Il me fait bondir, oui ! D’abord parce que ce n’est pas vrai, ensuite parce que cette affirmation est à l’opposé de ce que nous avons voulu faire dans cette exposition : présenter une approche du rôle de l’histoire juive dans l’évolution de la bande dessinée et du roman graphique. Comme le dit la directrice du musée Laurence Sigal dans la préface du catalogue, cette exposition n’attribue pas à la bande dessinée une spécificité juive. Elle écrit : « Elle pose les choses avec la précision historique et le sens de la nuance nécessaires : les juifs ne sont pas les inventeurs de la bande dessinée et ni le Spirit, ni Superman ne sont des héros juifs ». C’est écrit noir sur blanc en page 6 de notre catalogue !
Il n’est pas vrai que Superman soit juif. Cette affirmation traîne depuis quarante ans dans la littérature spécialisée sur la bande dessinée. L’article nous est favorable, dit de l’expo qu’elle est "remarquable et érudite", mais ce titre ne nous rend pas service. Pas un de nos dossiers de presse, pas une seule mention dans l’exposition n’entérine cette affirmation. C’est une connerie. Voyant venir le coup, j’avais précisément écrit pour L’Arche, le mois dernier un article intitulé "Superman, un héros non-aryen". Ceci est bien plus exact. N’oubliez pas que ses aventures s’adressaient au plus grand nombre. Les auteurs ont donc gommé très tôt toute aspérité minoritaire. Ils ont d’ailleurs été dépossédés de leur personnage dès 1946.
Plus fondamentalement, Superman est un extraterrestre, né sur la planète Krypton. Il est recueilli par une famille de protestants que certains auteurs qualifient de méthodistes. Quand Superman se marie, ce n’est pas à la synagogue ! Le même article cite Goebbels qui aurait dit dans une réunion que "Superman était juif". Après plusieurs années de recherche, je n’ai pas trouvé de preuve historique que ces mots que je soupçonne avoir été inventés par Jacques Marny en 1968, aient été prononcés par le chef de la propagande nazie, par ailleurs féru de BD si l’on en croit le témoignage de Milton Caniff. En revanche, suite à une bande dessinée de Superman datant de février 1940, un journal SS répliqua en avril de la même année en signalant l’origine juive des créateurs du premier super-héros de l’histoire des comic-books, prenant soin de dire que Siegel était "intellectuellement et physiquement circoncis". Les nazis ont donc été les premiers à désigner les origines juives des auteurs de Superman.
En quoi cette exposition a-t-elle bénéficié du travail que tu mènes depuis plusieurs années avec Annie Baron-Carvais, récemment décédée, pour éditer un ouvrage consacré aux juifs dans la bande dessinée, La diaspora des bulles , dont la parution est désormais annoncée pour fin 2008 ?
D’abord, ce n’est pas un livre que nous avons mené seuls.

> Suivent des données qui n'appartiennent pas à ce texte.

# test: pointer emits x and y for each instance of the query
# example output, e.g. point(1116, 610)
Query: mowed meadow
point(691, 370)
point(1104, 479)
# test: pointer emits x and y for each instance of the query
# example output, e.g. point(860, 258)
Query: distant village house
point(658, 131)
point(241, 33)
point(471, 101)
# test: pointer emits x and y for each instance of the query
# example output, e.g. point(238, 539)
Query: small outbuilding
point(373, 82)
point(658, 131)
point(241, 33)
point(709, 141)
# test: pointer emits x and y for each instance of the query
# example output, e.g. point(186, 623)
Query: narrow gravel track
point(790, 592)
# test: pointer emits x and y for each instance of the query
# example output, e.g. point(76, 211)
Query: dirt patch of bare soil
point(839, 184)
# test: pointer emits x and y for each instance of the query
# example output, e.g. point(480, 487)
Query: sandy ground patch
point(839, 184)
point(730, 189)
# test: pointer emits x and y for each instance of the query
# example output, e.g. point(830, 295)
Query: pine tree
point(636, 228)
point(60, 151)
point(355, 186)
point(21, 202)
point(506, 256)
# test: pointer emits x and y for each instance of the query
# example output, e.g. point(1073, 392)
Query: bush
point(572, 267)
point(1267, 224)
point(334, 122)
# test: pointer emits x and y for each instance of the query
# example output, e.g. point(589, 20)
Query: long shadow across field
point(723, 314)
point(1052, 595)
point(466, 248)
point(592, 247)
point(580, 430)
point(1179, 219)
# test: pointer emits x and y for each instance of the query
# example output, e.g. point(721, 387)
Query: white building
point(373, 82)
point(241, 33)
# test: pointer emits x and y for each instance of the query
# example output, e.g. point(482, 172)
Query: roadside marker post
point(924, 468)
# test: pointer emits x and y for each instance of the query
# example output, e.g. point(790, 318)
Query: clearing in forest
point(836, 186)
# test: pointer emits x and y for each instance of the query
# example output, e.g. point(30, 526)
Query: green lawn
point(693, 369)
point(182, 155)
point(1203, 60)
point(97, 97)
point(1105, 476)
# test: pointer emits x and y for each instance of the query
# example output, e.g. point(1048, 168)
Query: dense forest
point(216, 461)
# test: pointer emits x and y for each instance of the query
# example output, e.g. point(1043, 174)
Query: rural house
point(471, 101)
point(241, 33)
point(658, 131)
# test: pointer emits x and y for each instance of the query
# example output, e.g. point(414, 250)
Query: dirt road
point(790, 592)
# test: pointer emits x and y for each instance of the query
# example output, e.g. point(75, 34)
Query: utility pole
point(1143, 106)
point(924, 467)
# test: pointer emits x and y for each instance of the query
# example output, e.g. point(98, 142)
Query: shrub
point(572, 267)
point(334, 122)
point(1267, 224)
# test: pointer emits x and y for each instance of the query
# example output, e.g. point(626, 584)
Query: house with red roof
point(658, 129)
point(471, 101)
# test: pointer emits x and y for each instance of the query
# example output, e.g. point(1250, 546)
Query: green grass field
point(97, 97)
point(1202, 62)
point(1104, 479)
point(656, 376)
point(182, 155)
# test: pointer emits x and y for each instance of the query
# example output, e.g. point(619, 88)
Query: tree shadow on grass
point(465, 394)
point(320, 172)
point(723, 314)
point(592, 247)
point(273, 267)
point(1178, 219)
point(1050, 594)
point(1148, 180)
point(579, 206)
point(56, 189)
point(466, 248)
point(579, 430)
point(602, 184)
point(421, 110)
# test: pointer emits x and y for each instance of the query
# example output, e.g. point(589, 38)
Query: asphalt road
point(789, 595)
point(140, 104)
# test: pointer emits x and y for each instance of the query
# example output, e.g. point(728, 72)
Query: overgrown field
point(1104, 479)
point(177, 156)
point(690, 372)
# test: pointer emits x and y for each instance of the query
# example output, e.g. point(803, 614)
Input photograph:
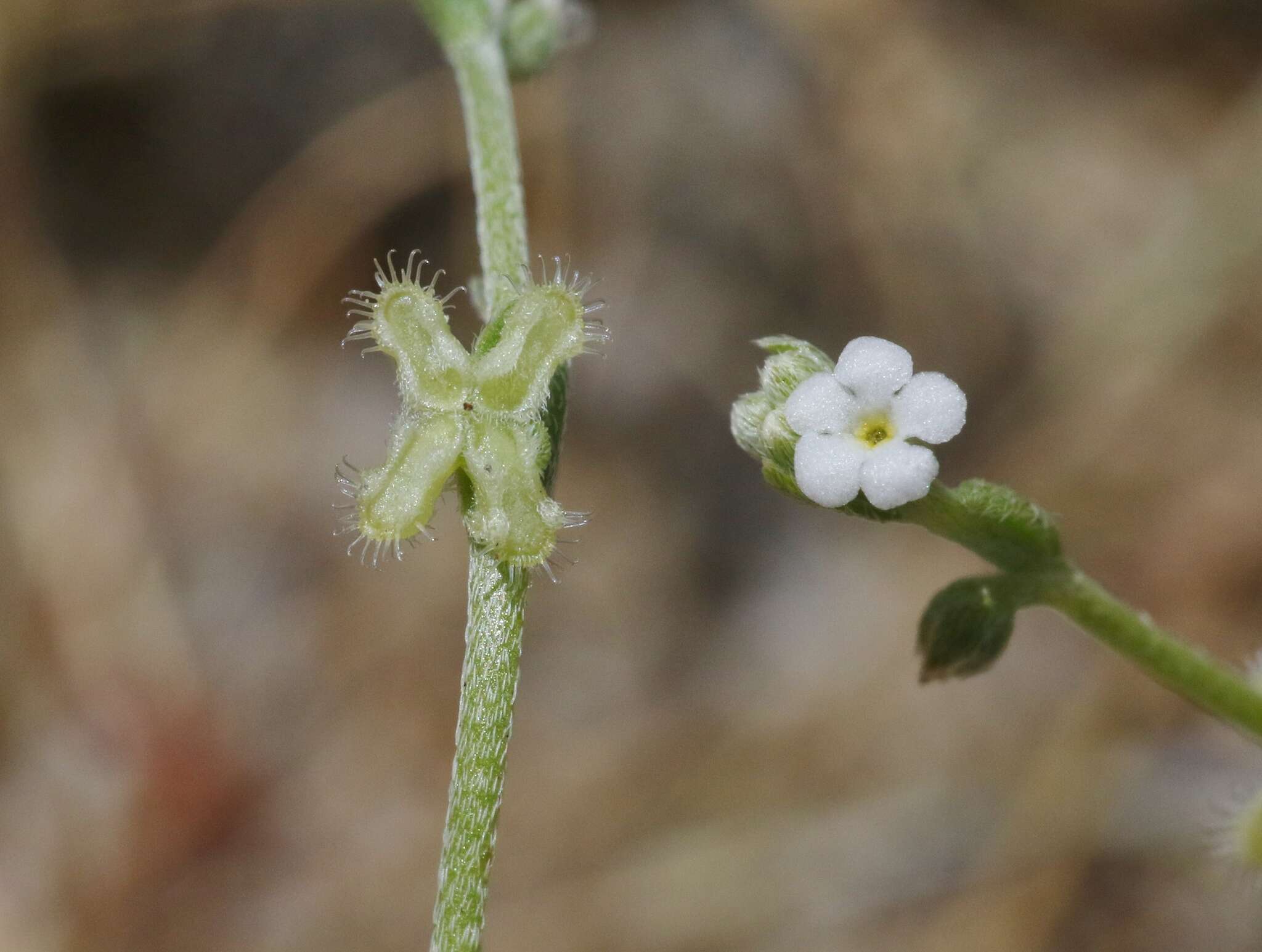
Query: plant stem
point(496, 591)
point(1170, 661)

Il y a près de trente auteurs qui y contribuent et plusieurs d’entre eux (Eddy Portnoy, Martin Winckler...) ont participé aux débats qui ont eu lieu dimanche dernier. Bien entendu, les concepteurs de l’exposition se sont notamment appuyés sur ce travail pour élaborer leur réflexion. C’est pourquoi j’en suis le conseiller scientifique. Précisons par ailleurs que La diaspora des Bulles aborde un champ bien plus large que celui de l’exposition qui s’est volontairement limitée à certains sujets.
L’historiographie des représentations antisémites dans la bande dessinée est présente dans la Diaspora, pas dans l’expo. Dans notre livre, la Shoah occupe une place bien plus grande qu’ici. Enfin, des auteurs comme Goscinny ou Jodorowsky ne figurent pas dans l’exposition car, précisément, leur travail était trop éloigné de son propos que je rappelle à nouveau : "le rôle de l’histoire juive dans l’évolution de la bande dessinée et du graphic novel".